EUR/USD Technical Analysis from a Newbie (need to be confirmed)


The last two sessions gave higher lows and the last one even produced a higher high. Perhaps the LSD is wearing off for the Arbitrager on Acid. Because the 7-day high is now the tracer for this trip, the Arbitrager on Acid is waiting for a break of that high to get out with a stop just above it locking in about 190 pips. In two more sessions, if the price does not move above that high, the 3-day low may come off of the 7-day low and that is where the Arbitrager on Acid will drop another hit on this trip to really get deep into it.

Can’t wait to see if you guys end up dropping with the Arbitrager on Acid.

We are seeing the largest bullish correction in EURUSD that we have seen in months. That alone would be enough to give us pause but the pair is now above its 10 day moving average in a highly oversold environment. While the daily trend still remains strongly bearish the short-term trend is in danger of becoming bullish with a break above 1.2700.

I agree, 1.27 is critical level since yesterday’s bullish close suggest a possible breakout.

EUR/USD is still climbing slowly but currently the market is not at all volatile, because everyone are waiting for USD Fed to release the Minutes from the FOMC meeting – they should do so later today and then it will probably become obvious whether EUR/USD will break above the resistance at 1.2700 or it will start falling again, heading for 1.2500 (or even lower) again.

Dollar has been lower this week with the market discounting what appears to be a weaker global growth.

the correction is moving with high momentum a break over 1.2725 is a good place for me to buy short for 1.28.

[B]U.S. stocks score their biggest one-day gains of the year after FOMC minutes[/B] according to the news, and what happen to eur/usd price?:33:

The EURUSD gets a boost from the FOMC minutes, but it could be shortlived.

Above 1.2700 expect the short-squeeze to continue toward 1.2780-1.2820 where we should see plenty of bearish selling. The daily trend remains bearish (for now) though we are in the second day of action above the 10-day moving average, leading us to believe we are at least seeing some sideways consolidation before another leg downward.

The USD continues to fall today in some cases significantly.
Against the AUD more than 1% and 1.8% against the NZD.
The dollar was stable until the release of the FOMC minutes … then. the party started!

1.28 is the key level now.

It looks like correction has begun for EUR/USD - it’s currently trading at around 1.2770 with a likely target at 1.2800, perhaps even 1.2900 later on.
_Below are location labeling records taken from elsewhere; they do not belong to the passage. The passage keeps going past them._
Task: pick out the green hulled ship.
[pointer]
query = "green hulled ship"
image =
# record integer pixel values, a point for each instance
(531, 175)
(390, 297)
The question is whether the bearish trend is exhausted and this is a reversal or not.

Agree, Looks like bears active again.

a Huge sell off on all the american stocks after the FED decision and the fear that the weak Euro will damage the american economy. soon EUR/USD has to start of a bullish trend the FED and ECB will push it to happen.

A down day for the EURUSD, lets see if it continues going lower.


Breaking a new 7-day high, the trip was over, the LSD was gone. 188.9 pips won a 1.61% increase in the value of the Arbitrager on Acid’s account. At almost 800 pips below the 200-day moving average it should be no surprise to see the average catch-up some before anymore LSD becomes available. That said, the next break of a 3-day low will be shorted by the Arbitrager on Acid.

The break above 1.2700 brought a short squeeze to the 1.2780-1.2820 price region, with resistance at 1.2790 eventually bringing about heavy selling and profit taking to bring the exchange rate back below 1.27. With the pair in its third day above its 10-day moving average we expect short term bullish correction to continue (despite long-term downtrend and bearish fundamental environment) and will look to set a long on a drop back down to the 10-day.

Daily analysis of the EUR/USD


EUR/USD did seem to be in a bullish correction but it also started heading down again. At this point I am not certain whether this is part of the correction or the bearish trend is continuing, or if this is an attempt to form a double bottom. I think we might have to wait for Monday for the situation to become clear.

The dollar has been on high against all its major peers, following the rise from yesterday on US markets.